以後サイスとマレーネはいろいろと世話になっていて、現在マレーネはルドルフの会社に勤めている。少しでも恩がえしをするためにだ。
サイスもいろいろと雑用を手伝っているのだが、ルードヴィヒ家の人に最も感謝されているのはエーリヒと遊ぶことだ。
エーリヒの両親、ルドルフとエヴァは超がつくほどの親バカで、息子に親友と呼べる友達がいることに涙を流すほどに喜んでいる。
ちなみにサイスとマレーネの事も子供同然と思っているらしい。
「いってきま−す!」
「いってらっしゃい、気をつけていきなさいよ、こっちはまだ安全だけど戦争やっているんだから」
「ラジャ」
毎日マレーネが送り出してくれる、彼女は小さいころから母の手伝いをして、母が死んでからはその仕事を受け継いでゾーデンシュテルン家の家事を仕切っている、今では母親代わりは板に付いている。
幼いころに母を亡くし、他人の家に預けられたという厳しい環境と、弟に辛い思いをさせたくない、そういった事が彼女を強く成長させた、サイスはそんな姉を心から尊敬し、また感謝していた。
実はそんな姉に対する感謝を姉への誕生日プレゼントで示すつもりなのだが、プレゼントを何にするかまだ決めかねていた。
「まっじっくり考えるさ」
サイスはそう独り言を言うと皆と合流するために通学路の途中にある噴水広場に向かった。

1995年4月3日 アイゼン空軍基地
「…我が軍の部隊はウスティオ空軍の反撃にあい壊滅的な打撃を被った、やれやれ随分とまぁ派手にやられたみたいだねぇ」
アイゼン空軍基地司令、アウグスト・ディセンベル大佐は基地の司令部で友軍の敗報の詳細に目を通しながら疲れたように呟いた。

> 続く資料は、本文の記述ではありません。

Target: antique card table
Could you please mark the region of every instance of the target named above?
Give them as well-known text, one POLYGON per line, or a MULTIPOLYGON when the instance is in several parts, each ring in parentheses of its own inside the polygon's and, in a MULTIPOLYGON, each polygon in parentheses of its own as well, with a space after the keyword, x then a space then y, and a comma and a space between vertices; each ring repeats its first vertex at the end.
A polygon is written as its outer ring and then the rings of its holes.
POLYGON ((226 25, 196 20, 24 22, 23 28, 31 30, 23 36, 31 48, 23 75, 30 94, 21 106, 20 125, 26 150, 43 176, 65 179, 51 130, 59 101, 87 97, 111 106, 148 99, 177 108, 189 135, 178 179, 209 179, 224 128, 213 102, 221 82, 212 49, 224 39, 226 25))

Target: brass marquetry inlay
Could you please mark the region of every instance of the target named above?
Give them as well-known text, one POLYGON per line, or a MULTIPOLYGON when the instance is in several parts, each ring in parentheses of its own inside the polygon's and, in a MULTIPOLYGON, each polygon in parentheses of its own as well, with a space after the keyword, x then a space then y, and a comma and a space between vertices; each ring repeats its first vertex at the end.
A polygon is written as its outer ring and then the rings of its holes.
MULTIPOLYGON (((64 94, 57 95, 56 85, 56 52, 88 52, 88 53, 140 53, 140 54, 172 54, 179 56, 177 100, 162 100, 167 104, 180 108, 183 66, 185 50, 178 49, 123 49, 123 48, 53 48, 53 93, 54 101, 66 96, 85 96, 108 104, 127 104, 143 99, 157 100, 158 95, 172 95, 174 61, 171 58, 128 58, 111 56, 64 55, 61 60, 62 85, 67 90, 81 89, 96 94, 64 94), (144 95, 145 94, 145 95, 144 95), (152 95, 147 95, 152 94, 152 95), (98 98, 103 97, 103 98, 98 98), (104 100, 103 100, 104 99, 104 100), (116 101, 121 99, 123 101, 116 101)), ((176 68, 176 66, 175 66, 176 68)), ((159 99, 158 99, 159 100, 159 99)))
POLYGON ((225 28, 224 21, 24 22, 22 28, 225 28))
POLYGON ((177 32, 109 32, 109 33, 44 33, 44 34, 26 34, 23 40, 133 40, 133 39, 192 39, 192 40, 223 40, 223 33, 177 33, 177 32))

外見は基地司令の椅子より農村で鍬を持っていたほうが何倍か似合いそうなオジサンだがだが、その実円卓の守備を担う基地のひとつであるアイゼンを預かる切れ者である。
「ええ、そのせいでズーデントールの守備部隊や、グロウスバイルから航空隊が引き抜かれている上に、俺達には円卓の警戒を強めよ、ですよ?やはり最初の躓きに焦ったんでしょうね、上も」
それに付け加えるように言ったのは副官のヘルマン・フィーゼラー中尉だ、彼は軍に入った当初からディセンベルに気に入られ今は彼をよく補佐している。
「失礼します、参謀部から指令が来ました」
とそこに通信兵が通信文を持ってきた。ディセンベルはそれを受け取るとざっと読みあげため息をついた。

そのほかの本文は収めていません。